I have a sphere $x^2+y^2+z^2=R^2$ and i have $T=C(x^2+2y^2+3z^2+2xy+2xz)$ temperature function. I need to find maximum and minimum of this temperature function. First i tried to calculate $\partial_x f=2x$, $ \partial_y f=2x$, $ \partial_z f=2z $
$\partial_x T=2x+2y+2z $, $\partial_y T=4y+2x $, $\partial_z T=6z+2x $
Then I equate them $2x=\lambda(2x+2y+2z)$, $2y=\lambda(4y+2x)$, $2x=\lambda(6z+2x)$
But I cannot find lambda from here. What am I doing wrong?
$T=C(x^2+2y^2+3z^2+2xy+2xz)$
As $C$ is a constant, we take $f(x,y,z) = x^2+2y^2+3z^2+2xy+2xz$
where $g(x,y,z) = x^2+y^2+z^2 - R^2 = 0$
$f(x,y,z) = \lambda g(x,y,z)$
Taking derivatives wrt $x,y,z$,
$(1-\lambda)x+y+z = 0$ ...(i)
$x + (2-\lambda)y = 0$ ...(ii)
$x + (3-\lambda)z = 0$ ...(iii)
From $(ii)$ and $(iii)$,
$y = -\frac{x}{2-\lambda}, z = -\frac{x}{3-\lambda}$ (for $\lambda \ne 2,3$)
Plugging into $(i)$,
$((1-\lambda)(2-\lambda)(3-\lambda) + 2\lambda - 5)x=0$
So either $x=0$ or
$-\lambda^3+6\lambda^2-9\lambda+1=0$ ($x\ne 0$)

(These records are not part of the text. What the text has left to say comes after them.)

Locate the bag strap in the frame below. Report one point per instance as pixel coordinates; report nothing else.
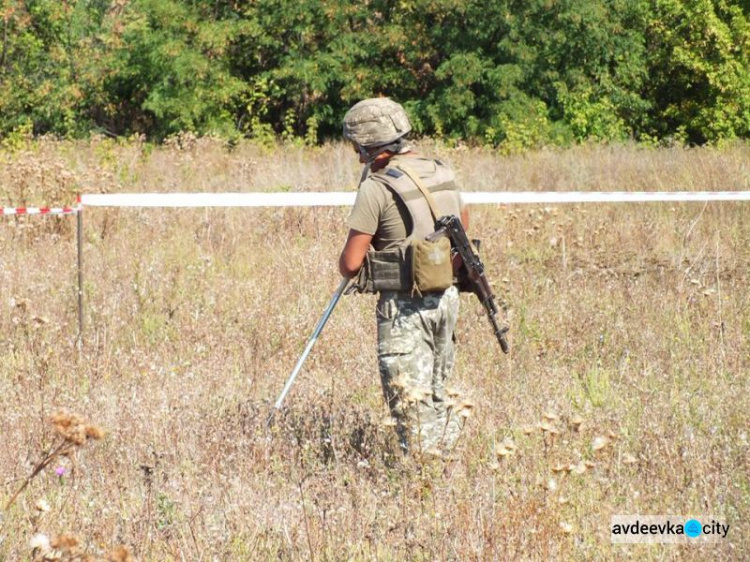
(426, 192)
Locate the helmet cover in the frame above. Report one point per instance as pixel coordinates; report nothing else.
(376, 122)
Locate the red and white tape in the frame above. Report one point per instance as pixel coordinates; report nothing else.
(39, 210)
(66, 210)
(346, 198)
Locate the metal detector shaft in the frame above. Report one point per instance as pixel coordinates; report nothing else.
(319, 328)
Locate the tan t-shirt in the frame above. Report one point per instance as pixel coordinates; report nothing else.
(377, 211)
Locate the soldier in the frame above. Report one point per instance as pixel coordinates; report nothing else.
(401, 194)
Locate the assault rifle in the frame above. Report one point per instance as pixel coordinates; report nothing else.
(473, 268)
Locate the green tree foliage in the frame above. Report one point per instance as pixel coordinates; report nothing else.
(700, 69)
(513, 73)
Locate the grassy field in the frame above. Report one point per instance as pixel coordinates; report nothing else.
(626, 391)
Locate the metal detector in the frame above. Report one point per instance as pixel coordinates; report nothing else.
(319, 328)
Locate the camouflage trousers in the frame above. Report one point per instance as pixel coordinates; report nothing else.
(415, 357)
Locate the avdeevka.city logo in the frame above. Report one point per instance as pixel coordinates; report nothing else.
(666, 529)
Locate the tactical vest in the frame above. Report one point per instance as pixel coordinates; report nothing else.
(394, 270)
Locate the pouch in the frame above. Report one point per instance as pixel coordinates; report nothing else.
(432, 269)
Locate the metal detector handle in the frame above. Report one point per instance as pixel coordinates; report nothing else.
(319, 328)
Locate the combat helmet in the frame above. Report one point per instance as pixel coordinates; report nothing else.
(376, 122)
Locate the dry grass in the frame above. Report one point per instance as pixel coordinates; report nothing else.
(626, 391)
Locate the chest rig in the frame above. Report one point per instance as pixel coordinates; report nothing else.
(416, 266)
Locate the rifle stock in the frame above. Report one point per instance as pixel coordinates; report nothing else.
(451, 227)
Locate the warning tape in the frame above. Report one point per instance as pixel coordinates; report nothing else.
(346, 198)
(39, 210)
(66, 210)
(339, 198)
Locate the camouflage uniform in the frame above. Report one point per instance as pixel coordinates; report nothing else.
(415, 356)
(415, 332)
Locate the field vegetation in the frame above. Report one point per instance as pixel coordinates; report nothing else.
(626, 390)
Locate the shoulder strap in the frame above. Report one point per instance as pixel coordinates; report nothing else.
(426, 192)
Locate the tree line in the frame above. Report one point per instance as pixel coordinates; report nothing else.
(509, 73)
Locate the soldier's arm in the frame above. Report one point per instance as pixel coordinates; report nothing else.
(465, 217)
(353, 254)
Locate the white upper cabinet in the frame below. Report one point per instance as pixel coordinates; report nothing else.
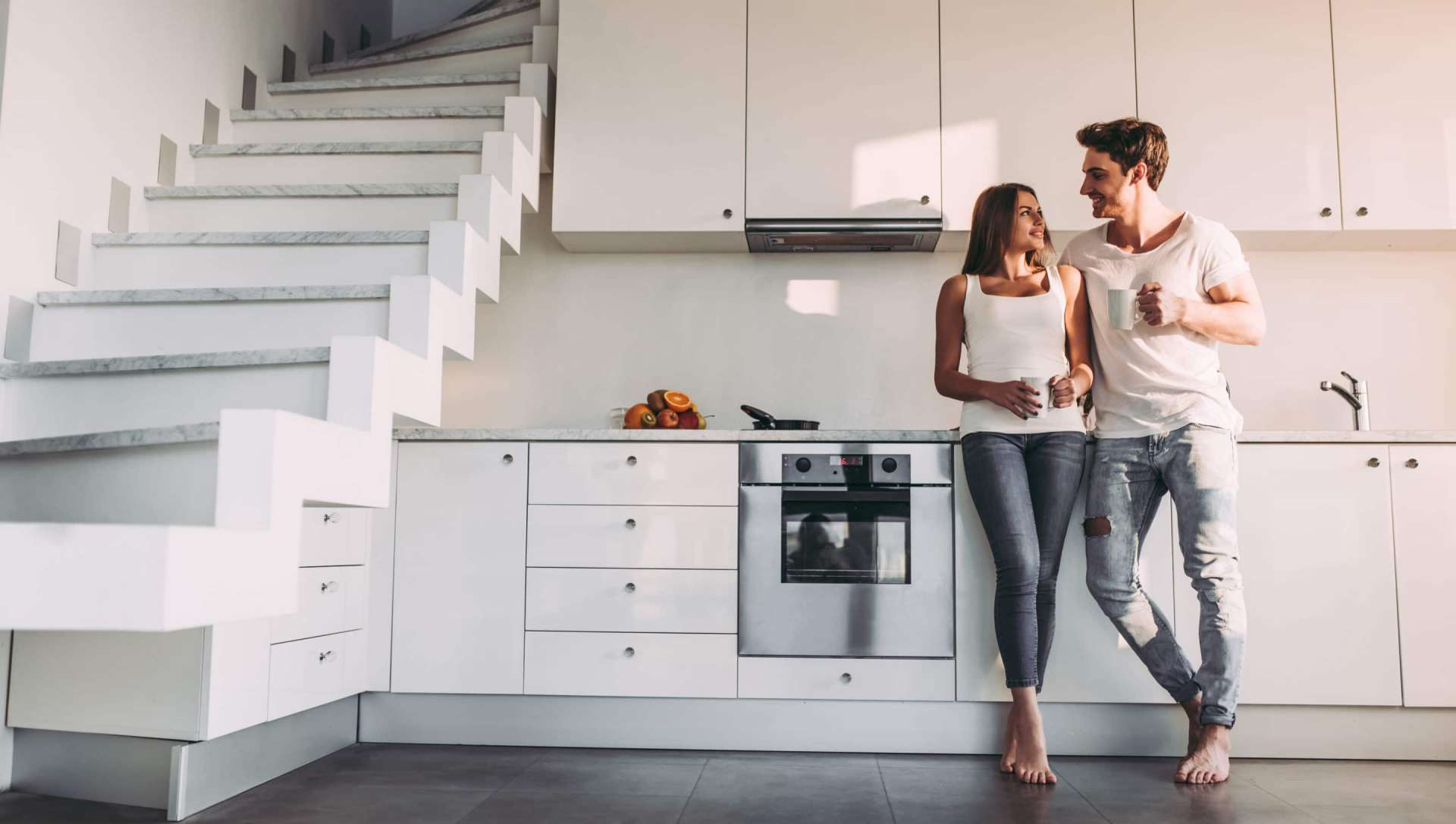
(1315, 549)
(1423, 481)
(1394, 76)
(1017, 88)
(1244, 91)
(843, 109)
(650, 126)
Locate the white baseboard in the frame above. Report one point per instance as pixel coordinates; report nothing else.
(892, 727)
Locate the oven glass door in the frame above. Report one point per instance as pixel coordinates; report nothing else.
(845, 536)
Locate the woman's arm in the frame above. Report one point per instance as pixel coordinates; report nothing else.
(1079, 331)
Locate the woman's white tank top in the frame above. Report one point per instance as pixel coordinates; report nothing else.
(1008, 338)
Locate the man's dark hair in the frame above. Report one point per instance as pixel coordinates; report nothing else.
(1130, 142)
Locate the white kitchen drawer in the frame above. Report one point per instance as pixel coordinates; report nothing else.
(632, 600)
(631, 664)
(331, 599)
(312, 673)
(664, 537)
(685, 475)
(848, 678)
(334, 536)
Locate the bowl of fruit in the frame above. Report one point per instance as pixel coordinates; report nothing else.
(666, 409)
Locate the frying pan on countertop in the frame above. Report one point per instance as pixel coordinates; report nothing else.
(764, 421)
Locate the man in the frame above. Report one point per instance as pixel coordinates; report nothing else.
(1165, 421)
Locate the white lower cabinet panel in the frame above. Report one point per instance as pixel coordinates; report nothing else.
(667, 537)
(315, 672)
(631, 664)
(632, 600)
(331, 599)
(848, 678)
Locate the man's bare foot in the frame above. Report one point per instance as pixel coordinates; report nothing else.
(1031, 749)
(1209, 762)
(1009, 747)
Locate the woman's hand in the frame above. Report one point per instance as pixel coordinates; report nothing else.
(1063, 392)
(1015, 395)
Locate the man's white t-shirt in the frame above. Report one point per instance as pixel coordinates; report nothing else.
(1156, 379)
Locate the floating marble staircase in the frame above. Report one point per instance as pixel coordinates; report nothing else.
(249, 352)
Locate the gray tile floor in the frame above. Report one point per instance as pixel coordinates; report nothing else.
(473, 785)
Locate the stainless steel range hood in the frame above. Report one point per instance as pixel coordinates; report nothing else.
(913, 235)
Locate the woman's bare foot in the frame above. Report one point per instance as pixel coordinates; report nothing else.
(1209, 762)
(1009, 746)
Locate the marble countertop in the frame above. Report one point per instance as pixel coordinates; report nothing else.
(884, 436)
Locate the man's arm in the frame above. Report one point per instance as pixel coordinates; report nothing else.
(1235, 316)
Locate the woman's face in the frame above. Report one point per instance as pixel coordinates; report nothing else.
(1028, 229)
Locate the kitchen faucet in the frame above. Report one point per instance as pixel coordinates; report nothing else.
(1359, 399)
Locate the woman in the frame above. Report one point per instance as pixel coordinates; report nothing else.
(1018, 315)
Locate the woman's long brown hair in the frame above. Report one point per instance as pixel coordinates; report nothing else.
(990, 230)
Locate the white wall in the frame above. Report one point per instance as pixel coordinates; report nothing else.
(91, 88)
(576, 335)
(414, 15)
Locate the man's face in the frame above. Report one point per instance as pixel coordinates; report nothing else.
(1107, 185)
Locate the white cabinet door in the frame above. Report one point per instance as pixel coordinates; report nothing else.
(650, 115)
(1090, 660)
(1015, 91)
(1394, 69)
(843, 109)
(459, 568)
(1318, 577)
(1245, 92)
(1424, 491)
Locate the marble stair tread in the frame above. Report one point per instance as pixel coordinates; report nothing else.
(114, 440)
(256, 238)
(506, 11)
(303, 191)
(421, 55)
(369, 114)
(212, 294)
(338, 147)
(408, 82)
(156, 363)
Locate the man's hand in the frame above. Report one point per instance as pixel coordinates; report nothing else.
(1161, 308)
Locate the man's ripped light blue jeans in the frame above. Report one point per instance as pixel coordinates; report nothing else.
(1128, 476)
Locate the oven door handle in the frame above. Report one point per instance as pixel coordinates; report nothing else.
(837, 495)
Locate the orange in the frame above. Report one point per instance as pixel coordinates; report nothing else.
(639, 417)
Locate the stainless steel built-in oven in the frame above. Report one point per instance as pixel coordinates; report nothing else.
(845, 549)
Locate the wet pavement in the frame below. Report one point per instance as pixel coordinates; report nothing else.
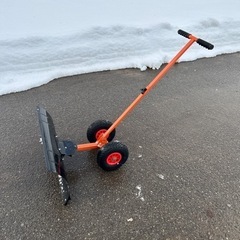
(182, 178)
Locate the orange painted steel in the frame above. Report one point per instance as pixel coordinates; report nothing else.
(103, 139)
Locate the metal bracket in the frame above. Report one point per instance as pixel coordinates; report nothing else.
(67, 147)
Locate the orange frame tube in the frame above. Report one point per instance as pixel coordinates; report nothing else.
(103, 139)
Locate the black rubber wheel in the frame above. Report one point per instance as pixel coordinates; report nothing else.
(112, 156)
(97, 128)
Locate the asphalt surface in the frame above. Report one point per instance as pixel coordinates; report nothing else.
(182, 178)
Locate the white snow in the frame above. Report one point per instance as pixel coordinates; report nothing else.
(42, 39)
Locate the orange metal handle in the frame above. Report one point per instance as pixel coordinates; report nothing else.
(103, 139)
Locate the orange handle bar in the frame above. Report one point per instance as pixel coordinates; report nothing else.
(103, 139)
(199, 40)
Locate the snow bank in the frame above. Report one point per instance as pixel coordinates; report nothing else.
(42, 40)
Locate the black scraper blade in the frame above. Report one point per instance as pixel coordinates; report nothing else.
(53, 156)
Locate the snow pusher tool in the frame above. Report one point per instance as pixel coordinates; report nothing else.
(111, 154)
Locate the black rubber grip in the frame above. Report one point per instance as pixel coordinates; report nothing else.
(205, 44)
(201, 42)
(183, 33)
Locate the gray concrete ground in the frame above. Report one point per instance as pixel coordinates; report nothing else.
(182, 178)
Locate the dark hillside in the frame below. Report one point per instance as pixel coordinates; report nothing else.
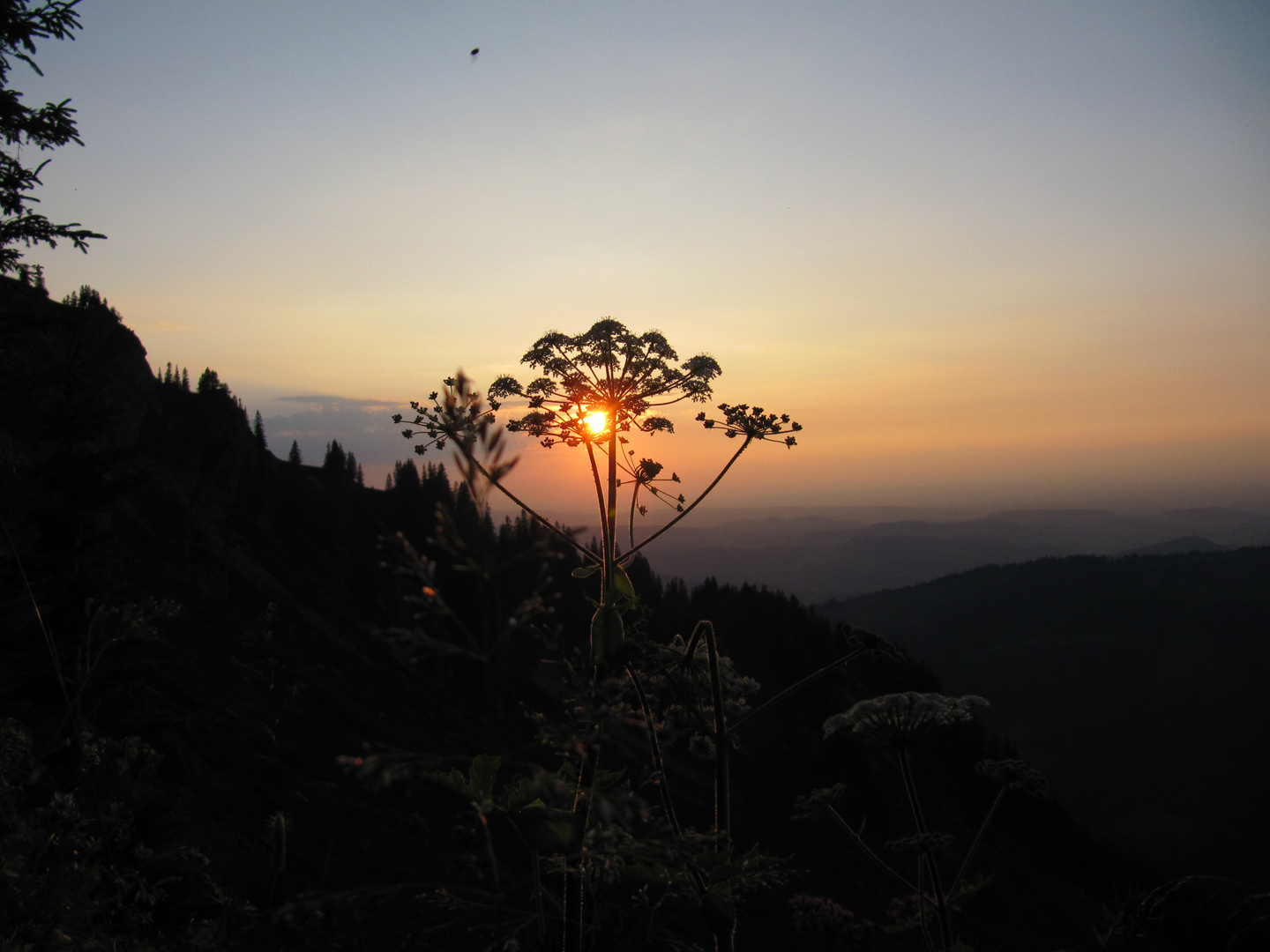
(251, 704)
(1136, 683)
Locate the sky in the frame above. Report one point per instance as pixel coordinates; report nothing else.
(986, 253)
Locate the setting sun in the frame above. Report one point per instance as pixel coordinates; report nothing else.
(597, 421)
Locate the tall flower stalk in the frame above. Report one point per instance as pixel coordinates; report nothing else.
(598, 390)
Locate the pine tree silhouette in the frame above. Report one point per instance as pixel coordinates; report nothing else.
(258, 432)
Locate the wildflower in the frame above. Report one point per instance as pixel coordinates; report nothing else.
(1013, 775)
(817, 915)
(751, 423)
(905, 718)
(608, 369)
(921, 843)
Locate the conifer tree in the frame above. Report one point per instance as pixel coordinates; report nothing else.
(41, 129)
(334, 462)
(258, 432)
(210, 381)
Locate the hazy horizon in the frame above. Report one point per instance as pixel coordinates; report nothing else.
(987, 257)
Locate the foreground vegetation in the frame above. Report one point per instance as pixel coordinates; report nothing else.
(262, 706)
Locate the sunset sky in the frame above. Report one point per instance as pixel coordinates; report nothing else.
(1000, 253)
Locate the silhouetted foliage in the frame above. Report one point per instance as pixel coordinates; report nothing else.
(45, 129)
(210, 383)
(335, 460)
(258, 432)
(89, 300)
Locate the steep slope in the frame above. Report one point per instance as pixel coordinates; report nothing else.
(1136, 683)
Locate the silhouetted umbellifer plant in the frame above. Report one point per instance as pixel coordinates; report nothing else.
(597, 387)
(900, 721)
(600, 391)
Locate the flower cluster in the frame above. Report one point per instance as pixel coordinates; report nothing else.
(903, 718)
(920, 843)
(907, 911)
(817, 915)
(609, 371)
(1012, 775)
(751, 423)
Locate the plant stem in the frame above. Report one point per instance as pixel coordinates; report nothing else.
(611, 513)
(660, 766)
(527, 508)
(863, 845)
(721, 743)
(603, 524)
(920, 819)
(966, 862)
(695, 502)
(766, 706)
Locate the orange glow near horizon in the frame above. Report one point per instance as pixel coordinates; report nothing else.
(597, 421)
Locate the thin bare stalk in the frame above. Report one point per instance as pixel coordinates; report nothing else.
(920, 819)
(983, 827)
(611, 513)
(603, 524)
(660, 766)
(530, 509)
(43, 628)
(816, 675)
(868, 852)
(721, 744)
(695, 502)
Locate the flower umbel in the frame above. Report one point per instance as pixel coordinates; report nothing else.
(905, 718)
(611, 371)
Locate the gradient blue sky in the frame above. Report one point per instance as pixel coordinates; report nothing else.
(1007, 253)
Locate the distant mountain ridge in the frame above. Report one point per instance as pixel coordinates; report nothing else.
(1136, 683)
(819, 557)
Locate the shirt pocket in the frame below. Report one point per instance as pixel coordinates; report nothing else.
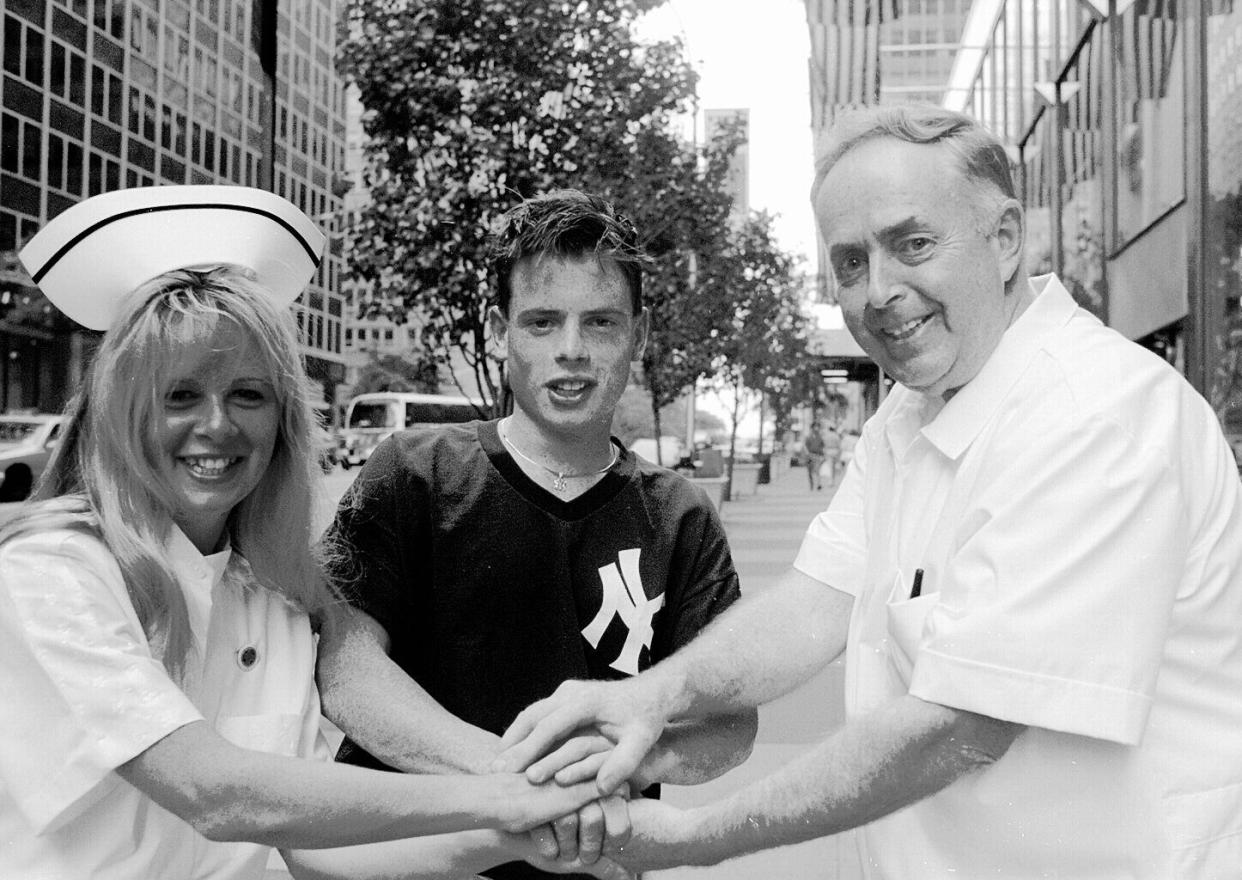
(906, 617)
(276, 734)
(1205, 832)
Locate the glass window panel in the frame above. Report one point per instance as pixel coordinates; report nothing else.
(1223, 228)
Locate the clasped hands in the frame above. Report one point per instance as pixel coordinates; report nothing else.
(606, 731)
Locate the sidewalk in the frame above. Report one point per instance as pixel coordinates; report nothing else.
(765, 530)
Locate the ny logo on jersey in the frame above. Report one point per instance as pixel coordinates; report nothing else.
(625, 597)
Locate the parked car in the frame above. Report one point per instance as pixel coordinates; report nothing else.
(26, 442)
(672, 449)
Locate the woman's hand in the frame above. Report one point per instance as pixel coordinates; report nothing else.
(522, 804)
(604, 868)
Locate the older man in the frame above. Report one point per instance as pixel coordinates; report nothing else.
(1033, 565)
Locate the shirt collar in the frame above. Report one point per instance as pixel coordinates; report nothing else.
(953, 430)
(188, 561)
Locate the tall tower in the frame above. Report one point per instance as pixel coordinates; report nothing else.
(116, 93)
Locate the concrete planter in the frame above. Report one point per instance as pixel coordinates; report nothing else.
(745, 479)
(712, 485)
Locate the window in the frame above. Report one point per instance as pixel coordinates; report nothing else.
(106, 94)
(176, 53)
(22, 62)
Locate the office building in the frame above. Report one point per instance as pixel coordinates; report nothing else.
(103, 94)
(1124, 119)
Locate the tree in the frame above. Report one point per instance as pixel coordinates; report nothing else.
(766, 344)
(471, 106)
(394, 372)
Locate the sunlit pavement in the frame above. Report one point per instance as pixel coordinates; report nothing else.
(765, 530)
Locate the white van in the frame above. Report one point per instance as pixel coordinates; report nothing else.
(370, 418)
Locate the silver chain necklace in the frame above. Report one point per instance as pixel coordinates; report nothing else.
(559, 477)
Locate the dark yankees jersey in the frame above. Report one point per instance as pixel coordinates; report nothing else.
(493, 591)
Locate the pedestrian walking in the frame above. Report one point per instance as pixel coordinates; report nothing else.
(831, 452)
(812, 449)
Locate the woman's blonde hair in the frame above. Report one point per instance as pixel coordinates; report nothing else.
(104, 475)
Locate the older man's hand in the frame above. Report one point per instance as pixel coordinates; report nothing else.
(598, 827)
(630, 715)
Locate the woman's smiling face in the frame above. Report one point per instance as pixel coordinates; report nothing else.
(216, 426)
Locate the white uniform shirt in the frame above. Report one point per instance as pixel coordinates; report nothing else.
(82, 694)
(1078, 519)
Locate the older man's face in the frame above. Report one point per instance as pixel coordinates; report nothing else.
(919, 268)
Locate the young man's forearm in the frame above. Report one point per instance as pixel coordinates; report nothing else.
(385, 711)
(759, 649)
(692, 752)
(439, 855)
(867, 770)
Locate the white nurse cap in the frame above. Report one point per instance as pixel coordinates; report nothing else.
(96, 252)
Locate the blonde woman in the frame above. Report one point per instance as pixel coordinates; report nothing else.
(157, 596)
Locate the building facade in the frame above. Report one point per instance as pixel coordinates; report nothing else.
(1125, 124)
(103, 94)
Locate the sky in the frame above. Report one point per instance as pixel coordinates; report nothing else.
(753, 53)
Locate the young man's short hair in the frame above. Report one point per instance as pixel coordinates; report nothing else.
(565, 224)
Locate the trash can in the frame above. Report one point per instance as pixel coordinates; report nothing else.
(765, 467)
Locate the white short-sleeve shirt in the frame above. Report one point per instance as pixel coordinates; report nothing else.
(83, 693)
(1077, 518)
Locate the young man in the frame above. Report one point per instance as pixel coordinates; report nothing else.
(1033, 565)
(496, 560)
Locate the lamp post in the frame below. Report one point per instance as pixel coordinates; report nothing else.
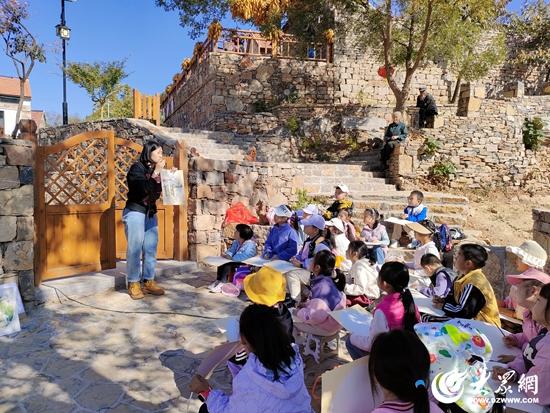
(64, 33)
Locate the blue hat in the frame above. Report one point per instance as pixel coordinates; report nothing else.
(316, 221)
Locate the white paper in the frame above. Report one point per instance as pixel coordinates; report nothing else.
(281, 266)
(13, 286)
(397, 221)
(229, 326)
(172, 187)
(256, 261)
(9, 315)
(425, 304)
(215, 261)
(354, 319)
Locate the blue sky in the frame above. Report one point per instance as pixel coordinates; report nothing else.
(150, 39)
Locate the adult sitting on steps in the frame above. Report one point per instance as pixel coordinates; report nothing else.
(396, 133)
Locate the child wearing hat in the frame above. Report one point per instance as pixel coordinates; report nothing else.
(314, 229)
(282, 240)
(472, 296)
(341, 202)
(530, 260)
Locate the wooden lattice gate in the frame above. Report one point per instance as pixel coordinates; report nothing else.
(80, 193)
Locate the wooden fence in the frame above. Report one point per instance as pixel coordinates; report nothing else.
(147, 107)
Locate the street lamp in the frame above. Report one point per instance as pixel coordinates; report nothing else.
(63, 32)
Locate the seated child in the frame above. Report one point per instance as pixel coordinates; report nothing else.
(534, 362)
(326, 294)
(341, 243)
(242, 248)
(415, 211)
(350, 232)
(272, 380)
(362, 282)
(528, 285)
(472, 295)
(441, 278)
(315, 242)
(428, 240)
(396, 310)
(374, 231)
(282, 240)
(404, 379)
(341, 202)
(529, 255)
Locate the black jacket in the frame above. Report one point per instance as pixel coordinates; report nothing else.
(143, 190)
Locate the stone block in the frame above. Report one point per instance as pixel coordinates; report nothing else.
(203, 222)
(25, 228)
(19, 155)
(19, 256)
(9, 177)
(8, 228)
(19, 201)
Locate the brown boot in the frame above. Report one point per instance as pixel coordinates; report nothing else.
(134, 290)
(151, 287)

$\lambda \approx 0.12061, 2.3473, 3.5321$.
We already know $y, z$ in terms of $x$ and $\lambda$. Plugging these values and using the constraint $x^2+y^2+z^2=R^2$ will give us possible values of $x$ and from there onx, values of $y, z$. We then need to check these critical points for maxima and minima.